Speaking but not listening – early failures of South Africa’s Indaba approach?

Delegates prepare for the second Indaba of the South African conference. (Photo by Chris Colvin)

– This editorial is re-posted from the Yale School of Forestry & Environmental Studies official COP 17 blog, found here.  It was originally titled, “Speaking but not listening: meeting but not engaging.” – 

After four days of COP negotiations it’s apparent that parties need to spend less time delivering statements they have prepared in advance and more time listening to and engaging with the statements of others.

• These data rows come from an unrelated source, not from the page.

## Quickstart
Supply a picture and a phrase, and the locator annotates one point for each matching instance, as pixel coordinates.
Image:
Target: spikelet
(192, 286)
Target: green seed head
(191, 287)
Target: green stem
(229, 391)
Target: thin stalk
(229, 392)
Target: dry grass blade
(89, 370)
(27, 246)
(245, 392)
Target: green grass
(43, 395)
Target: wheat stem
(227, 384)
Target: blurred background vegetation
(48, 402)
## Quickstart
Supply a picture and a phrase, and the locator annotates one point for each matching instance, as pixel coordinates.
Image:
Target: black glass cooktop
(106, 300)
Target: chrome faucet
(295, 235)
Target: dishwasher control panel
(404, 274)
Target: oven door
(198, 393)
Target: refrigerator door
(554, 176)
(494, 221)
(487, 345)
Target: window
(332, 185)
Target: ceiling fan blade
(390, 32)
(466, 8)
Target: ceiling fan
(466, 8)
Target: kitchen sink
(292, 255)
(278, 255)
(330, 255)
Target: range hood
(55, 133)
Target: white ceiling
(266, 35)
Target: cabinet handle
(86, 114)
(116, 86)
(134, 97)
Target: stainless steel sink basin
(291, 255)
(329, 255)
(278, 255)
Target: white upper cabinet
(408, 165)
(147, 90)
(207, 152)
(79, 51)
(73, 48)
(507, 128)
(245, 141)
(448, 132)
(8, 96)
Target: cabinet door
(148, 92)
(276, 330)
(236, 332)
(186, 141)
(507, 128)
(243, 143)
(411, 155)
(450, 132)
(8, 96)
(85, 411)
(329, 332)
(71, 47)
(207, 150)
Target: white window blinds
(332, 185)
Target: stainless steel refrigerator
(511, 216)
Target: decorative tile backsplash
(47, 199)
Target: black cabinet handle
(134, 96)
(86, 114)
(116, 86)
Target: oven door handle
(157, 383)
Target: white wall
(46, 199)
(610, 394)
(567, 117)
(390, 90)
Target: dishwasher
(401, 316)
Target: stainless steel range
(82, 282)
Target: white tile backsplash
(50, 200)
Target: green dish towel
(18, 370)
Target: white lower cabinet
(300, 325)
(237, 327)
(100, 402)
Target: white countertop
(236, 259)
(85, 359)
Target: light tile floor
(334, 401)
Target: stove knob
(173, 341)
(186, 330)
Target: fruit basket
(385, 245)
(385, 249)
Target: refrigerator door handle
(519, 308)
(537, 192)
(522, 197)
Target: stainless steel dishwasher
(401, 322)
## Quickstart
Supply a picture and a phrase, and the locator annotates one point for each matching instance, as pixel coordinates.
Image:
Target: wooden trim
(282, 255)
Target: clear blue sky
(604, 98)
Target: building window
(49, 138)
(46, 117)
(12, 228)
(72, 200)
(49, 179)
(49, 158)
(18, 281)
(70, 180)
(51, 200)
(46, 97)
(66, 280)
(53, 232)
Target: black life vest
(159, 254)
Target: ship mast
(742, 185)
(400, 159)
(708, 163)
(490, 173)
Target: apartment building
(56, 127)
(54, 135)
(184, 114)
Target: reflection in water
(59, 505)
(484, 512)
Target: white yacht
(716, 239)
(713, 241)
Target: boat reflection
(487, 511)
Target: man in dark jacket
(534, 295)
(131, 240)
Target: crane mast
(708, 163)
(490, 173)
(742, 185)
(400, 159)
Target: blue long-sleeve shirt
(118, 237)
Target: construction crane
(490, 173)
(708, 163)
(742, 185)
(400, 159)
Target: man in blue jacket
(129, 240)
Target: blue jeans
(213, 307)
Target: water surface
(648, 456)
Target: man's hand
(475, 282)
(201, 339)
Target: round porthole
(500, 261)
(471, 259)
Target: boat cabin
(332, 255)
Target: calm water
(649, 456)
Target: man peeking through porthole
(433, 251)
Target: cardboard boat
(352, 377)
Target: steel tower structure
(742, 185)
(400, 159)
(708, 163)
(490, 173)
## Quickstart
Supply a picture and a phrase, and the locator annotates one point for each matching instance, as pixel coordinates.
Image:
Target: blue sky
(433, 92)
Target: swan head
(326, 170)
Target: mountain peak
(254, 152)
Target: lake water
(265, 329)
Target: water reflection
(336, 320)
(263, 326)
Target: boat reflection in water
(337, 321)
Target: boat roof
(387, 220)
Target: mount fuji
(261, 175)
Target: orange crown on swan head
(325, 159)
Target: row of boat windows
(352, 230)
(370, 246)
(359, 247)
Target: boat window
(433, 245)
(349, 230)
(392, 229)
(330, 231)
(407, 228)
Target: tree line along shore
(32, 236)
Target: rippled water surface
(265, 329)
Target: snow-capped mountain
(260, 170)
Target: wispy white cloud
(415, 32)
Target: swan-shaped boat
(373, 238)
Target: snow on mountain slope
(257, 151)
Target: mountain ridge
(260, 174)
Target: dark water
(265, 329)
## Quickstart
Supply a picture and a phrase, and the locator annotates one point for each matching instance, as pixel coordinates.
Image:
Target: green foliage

Of course, this problem is as old as multilateral diplomacy itself.  Still, that doesn’t mean it can’t be overcome.  The COP Presidency seems to agree and hosted a traditional South African Indaba over the past two days to address the issue.  A meeting held by the Zulu and Xhosa peoples, an Indaba is meant to bring parties together to discuss a matter of great importance to the community, particularly problems that affect everyone, and to solve intractable or difficult collective challenges.  According to the official invite, “Indabas aim at establishing a common mind or a common story that all participants can take with them. In successful Indabas, participants come with open minds motivated by the spirit of the common good, listening to each other to find compromises that will benefit the community as a whole.”

As a part of the COP, the Indaba was meant to encourage parties to engage with one another and to collaborate through a sharing of ideas , thoughts, and feelings about the way forward on combating climate change.  It was convened with the explicit purpose of moving beyond prepared statements and to articulate a collective vision for what parties would like to see Durban accomplish.

Instead, parties continued  to deliver statements regardless of the context around them.  Some (if not most) have a script to read from and a checklist to mark off.  They raise the same points and stick to the same statements regardless of this discussion around them.  It’s like getting participation points in a college seminar.  Others, (the U.S. being the worst example), address the statements of other parties only within the confines of their strict, nonnegotiable negotiating position (oxymoron anyone?).  They insist on the involvement of all parties in an international climate regime, but offer no suggestions on how to move forward; they point out that a new solution is needed, but fail to articulate their role in how that solution will be achieved.  And still others (the Alba group dominated by Cuba, Venezuela, Ecuador, and Bolivia being a prime example) use the COP to push an ideological agenda.  There may be a need for criticism of the world capitalist system dominated by the world’s most developed economies, but not here and not now.  Climate change is a serious problem, and a solution will require serious, productive, and creative dialogue.  An ideological platform that ostracizes but that does not offer viable alternatives or useful suggestions for collaboration is both harmful to the process and detrimental to planet.

There were some key exceptions at the Indaba.  The Bahamas spoke frankly, off the cuff, and engaged with the idea of commitments from all parties, developed and developing.  Cape Verde delivered a moving allegory about the Titanic refusing to stop to help a tiny sinking boat.  In the story, the small boat sank, but, as we all know, the Titanic hit an iceberg before it could complete its own journey.  Applied to climate change, the delegate from Cape Verde pleaded that the island states may disappear in the short-term, but “business as usual” also spells disaster for all states in the long-run.  Cape Verde outlined a philosophy for climate negotiations that all parties should adopt.  And it articulated the common story that the Indaba was meant to create.